Step 2. Filtering and Smoothing

Based on the aggregate view of commercial gravure printing as defined above, data were then collected for as many geographic locations as possible for that same definition, at the same level of the value chain. This generates a convenience sample of indicators from which comparable figures are available. If the series in question do not reflect the same accounting period, then adjustments are made. In order to eliminate short-term effects of business cycles, the series are smoothed using an 2 year moving average weighting scheme (longer weighting schemes do not substantially change the results). If data are available for a geographic region, but these reflect short-run aberrations due to exogenous shocks (such as would be the case of beef sales in a state or city stricken with foot and mouth disease), these observations were dropped or "filtered" from the analysis.

Step 3. Filling in Missing Values

In some cases, data are available on a sporadic basis. In other cases, data may be available for only one year.
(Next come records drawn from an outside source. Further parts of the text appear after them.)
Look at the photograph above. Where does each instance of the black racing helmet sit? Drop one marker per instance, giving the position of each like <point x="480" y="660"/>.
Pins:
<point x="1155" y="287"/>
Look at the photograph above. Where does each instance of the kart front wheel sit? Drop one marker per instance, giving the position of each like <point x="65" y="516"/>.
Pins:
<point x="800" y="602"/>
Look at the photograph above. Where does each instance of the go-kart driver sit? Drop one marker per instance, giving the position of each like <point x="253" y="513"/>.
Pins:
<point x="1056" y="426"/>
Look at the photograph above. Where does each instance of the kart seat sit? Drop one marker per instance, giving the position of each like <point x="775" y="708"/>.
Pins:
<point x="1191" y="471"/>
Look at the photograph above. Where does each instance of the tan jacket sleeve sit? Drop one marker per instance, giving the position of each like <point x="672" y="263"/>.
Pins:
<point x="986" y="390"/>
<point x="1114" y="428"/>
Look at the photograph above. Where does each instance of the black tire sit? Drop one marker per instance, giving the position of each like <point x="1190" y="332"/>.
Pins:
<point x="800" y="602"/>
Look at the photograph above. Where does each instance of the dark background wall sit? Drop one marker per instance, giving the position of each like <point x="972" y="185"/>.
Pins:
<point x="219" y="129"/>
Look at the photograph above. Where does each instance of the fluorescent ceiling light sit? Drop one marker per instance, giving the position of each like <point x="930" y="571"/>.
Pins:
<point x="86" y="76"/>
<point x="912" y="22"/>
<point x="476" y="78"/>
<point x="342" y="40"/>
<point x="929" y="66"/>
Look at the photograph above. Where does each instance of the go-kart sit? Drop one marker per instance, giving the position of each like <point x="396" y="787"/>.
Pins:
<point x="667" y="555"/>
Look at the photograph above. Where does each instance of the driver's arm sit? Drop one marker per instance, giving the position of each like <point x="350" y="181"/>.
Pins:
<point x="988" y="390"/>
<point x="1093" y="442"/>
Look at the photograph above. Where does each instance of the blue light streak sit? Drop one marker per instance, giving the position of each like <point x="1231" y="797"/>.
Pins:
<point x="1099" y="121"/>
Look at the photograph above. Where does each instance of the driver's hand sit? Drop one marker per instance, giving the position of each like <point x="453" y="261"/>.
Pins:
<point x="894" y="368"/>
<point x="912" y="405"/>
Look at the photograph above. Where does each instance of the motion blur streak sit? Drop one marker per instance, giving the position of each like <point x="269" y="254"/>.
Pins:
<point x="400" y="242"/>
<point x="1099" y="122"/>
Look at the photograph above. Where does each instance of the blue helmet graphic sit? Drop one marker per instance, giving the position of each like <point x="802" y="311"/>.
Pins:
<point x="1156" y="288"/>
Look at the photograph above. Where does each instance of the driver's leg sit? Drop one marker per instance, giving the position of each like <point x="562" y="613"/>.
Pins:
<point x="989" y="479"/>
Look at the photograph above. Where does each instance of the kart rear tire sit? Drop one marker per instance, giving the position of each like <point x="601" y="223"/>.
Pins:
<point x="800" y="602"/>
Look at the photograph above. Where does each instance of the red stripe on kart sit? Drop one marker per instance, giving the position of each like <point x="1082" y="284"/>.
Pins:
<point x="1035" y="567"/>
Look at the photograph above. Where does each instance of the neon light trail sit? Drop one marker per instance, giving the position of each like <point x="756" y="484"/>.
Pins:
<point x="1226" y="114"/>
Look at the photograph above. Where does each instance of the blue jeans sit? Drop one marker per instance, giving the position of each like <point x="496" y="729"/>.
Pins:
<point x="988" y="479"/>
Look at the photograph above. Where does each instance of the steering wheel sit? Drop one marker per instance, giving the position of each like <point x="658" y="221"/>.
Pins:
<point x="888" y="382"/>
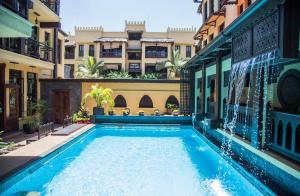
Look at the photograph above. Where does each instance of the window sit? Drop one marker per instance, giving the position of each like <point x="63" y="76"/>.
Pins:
<point x="134" y="55"/>
<point x="188" y="51"/>
<point x="47" y="38"/>
<point x="211" y="37"/>
<point x="199" y="83"/>
<point x="81" y="51"/>
<point x="172" y="100"/>
<point x="134" y="68"/>
<point x="177" y="47"/>
<point x="31" y="92"/>
<point x="211" y="7"/>
<point x="156" y="52"/>
<point x="146" y="102"/>
<point x="120" y="102"/>
<point x="69" y="71"/>
<point x="212" y="86"/>
<point x="241" y="8"/>
<point x="150" y="68"/>
<point x="15" y="78"/>
<point x="205" y="11"/>
<point x="221" y="27"/>
<point x="111" y="52"/>
<point x="249" y="2"/>
<point x="59" y="52"/>
<point x="226" y="76"/>
<point x="134" y="35"/>
<point x="91" y="50"/>
<point x="69" y="52"/>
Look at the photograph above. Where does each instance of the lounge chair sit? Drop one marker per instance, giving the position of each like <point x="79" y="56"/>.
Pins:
<point x="67" y="130"/>
<point x="43" y="130"/>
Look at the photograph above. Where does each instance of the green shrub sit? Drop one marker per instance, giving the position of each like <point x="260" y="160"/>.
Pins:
<point x="150" y="76"/>
<point x="118" y="75"/>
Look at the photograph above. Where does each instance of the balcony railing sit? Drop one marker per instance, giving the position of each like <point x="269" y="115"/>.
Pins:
<point x="156" y="54"/>
<point x="111" y="54"/>
<point x="28" y="47"/>
<point x="285" y="134"/>
<point x="244" y="120"/>
<point x="19" y="7"/>
<point x="69" y="55"/>
<point x="52" y="4"/>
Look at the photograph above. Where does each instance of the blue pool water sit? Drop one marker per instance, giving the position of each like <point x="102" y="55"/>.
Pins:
<point x="137" y="160"/>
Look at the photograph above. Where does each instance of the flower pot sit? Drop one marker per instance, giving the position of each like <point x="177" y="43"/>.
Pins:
<point x="98" y="111"/>
<point x="28" y="129"/>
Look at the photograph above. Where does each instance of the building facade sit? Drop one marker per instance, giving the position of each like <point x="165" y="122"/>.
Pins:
<point x="31" y="48"/>
<point x="248" y="72"/>
<point x="134" y="50"/>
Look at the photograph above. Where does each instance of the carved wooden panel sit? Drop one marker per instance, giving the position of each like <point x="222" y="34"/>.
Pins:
<point x="242" y="46"/>
<point x="266" y="34"/>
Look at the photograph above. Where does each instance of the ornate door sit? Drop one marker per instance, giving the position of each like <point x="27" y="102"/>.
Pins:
<point x="60" y="105"/>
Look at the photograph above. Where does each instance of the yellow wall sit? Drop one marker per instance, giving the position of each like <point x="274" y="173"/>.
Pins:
<point x="87" y="35"/>
<point x="133" y="92"/>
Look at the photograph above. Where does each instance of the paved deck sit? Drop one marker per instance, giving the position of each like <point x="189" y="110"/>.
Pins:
<point x="17" y="159"/>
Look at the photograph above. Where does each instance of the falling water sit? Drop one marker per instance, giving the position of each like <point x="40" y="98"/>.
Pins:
<point x="260" y="73"/>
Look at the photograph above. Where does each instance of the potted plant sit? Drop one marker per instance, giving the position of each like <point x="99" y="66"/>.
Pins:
<point x="141" y="113"/>
<point x="32" y="123"/>
<point x="171" y="107"/>
<point x="82" y="116"/>
<point x="102" y="96"/>
<point x="111" y="104"/>
<point x="126" y="112"/>
<point x="156" y="112"/>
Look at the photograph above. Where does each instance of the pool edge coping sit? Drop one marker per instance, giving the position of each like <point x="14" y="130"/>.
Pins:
<point x="8" y="178"/>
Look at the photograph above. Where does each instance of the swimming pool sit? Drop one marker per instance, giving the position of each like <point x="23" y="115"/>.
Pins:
<point x="137" y="160"/>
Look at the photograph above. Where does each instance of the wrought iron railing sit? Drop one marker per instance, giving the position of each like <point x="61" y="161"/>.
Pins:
<point x="243" y="121"/>
<point x="28" y="47"/>
<point x="52" y="4"/>
<point x="19" y="7"/>
<point x="117" y="53"/>
<point x="285" y="134"/>
<point x="156" y="54"/>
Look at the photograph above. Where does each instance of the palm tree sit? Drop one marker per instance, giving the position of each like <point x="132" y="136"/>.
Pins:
<point x="90" y="69"/>
<point x="172" y="65"/>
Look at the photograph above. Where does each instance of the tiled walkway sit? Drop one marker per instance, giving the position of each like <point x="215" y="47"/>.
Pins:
<point x="20" y="157"/>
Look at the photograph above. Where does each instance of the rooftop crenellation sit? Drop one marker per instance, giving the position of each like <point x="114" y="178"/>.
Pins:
<point x="78" y="28"/>
<point x="127" y="22"/>
<point x="179" y="29"/>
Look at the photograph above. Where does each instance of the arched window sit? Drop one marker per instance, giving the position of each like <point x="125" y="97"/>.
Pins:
<point x="297" y="143"/>
<point x="288" y="137"/>
<point x="146" y="102"/>
<point x="172" y="100"/>
<point x="120" y="102"/>
<point x="279" y="133"/>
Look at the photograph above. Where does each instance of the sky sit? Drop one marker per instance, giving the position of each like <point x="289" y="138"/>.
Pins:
<point x="111" y="14"/>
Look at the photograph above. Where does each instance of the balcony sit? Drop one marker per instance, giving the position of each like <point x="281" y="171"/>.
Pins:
<point x="28" y="47"/>
<point x="111" y="53"/>
<point x="17" y="6"/>
<point x="53" y="5"/>
<point x="285" y="134"/>
<point x="156" y="54"/>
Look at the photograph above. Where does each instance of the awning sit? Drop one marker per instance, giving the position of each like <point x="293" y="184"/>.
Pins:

From a Bayesian perspective, these observations should be given greatest weight in estimating missing years. Assuming that other factors are held constant, the missing years are extrapolated using changes and growth in aggregate national, state and city-level income. Based on the overriding philosophy of a long-run consumption function (defined earlier), states and cities which have missing data for any given year, are estimated based on historical dynamics of aggregate income for that geographic entity.

Step 4. Varying Parameter, Non-linear Estimation

Given the data available from the first three steps, the latent demand is estimated using a “varying-parameter cross-sectionally pooled time series model”. Simply stated, the effect of income on latent demand is assumed to be constant unless there is empirical evidence to suggest that this effect varies (i.e., . the slope of the income effect is not necessarily same for all states or cities). This assumption applies along the aggregate consumption function, but also over time (i.e., not all states or cities in the United States are perceived to have the same income growth prospects over time). Another way of looking at this is to say that latent demand for commercial gravure printing is more likely to be similar across states or cities that have similar characteristics in terms of economic development.

This approach is useful across geographic regions for which some notion of non-linearity exists in the aggregate cross-region consumption function. For some categories, however, the reader must realize that the numbers will reflect a state’s or city’s contribution to latent demand in the United States and may never be realized in the form of local sales.

Step 5. Fixed-Parameter Linear Estimation

Nonlinearities are assumed in cases where filtered data exist along the aggregate consumption function. Because the United States consists of more than 15,000 cities, there will always be those cities, especially toward the bottom of the consumption function, where non-linear estimation is simply not possible. For these cities, equilibrium latent demand is assumed to be perfectly parametric and not a function of wealth (i.e., a city’s stock of income), but a function of current income (a city’s flow of income). In the long run, if a state has no current income, the latent demand for commercial gravure printing is assumed to approach zero. The assumption is that wealth stocks fall rapidly to zero if flow income falls to zero (i.e., cities which earn low levels of income will not use their savings, in the long run, to demand commercial gravure printing). In a graphical sense, for low income cities, latent demand approaches zero in a parametric linear fashion with a zero-zero intercept. In this stage of the estimation procedure, a low-income city is assumed to have a latent demand proportional to its income, based on the cities closest to it on the aggregate consumption function.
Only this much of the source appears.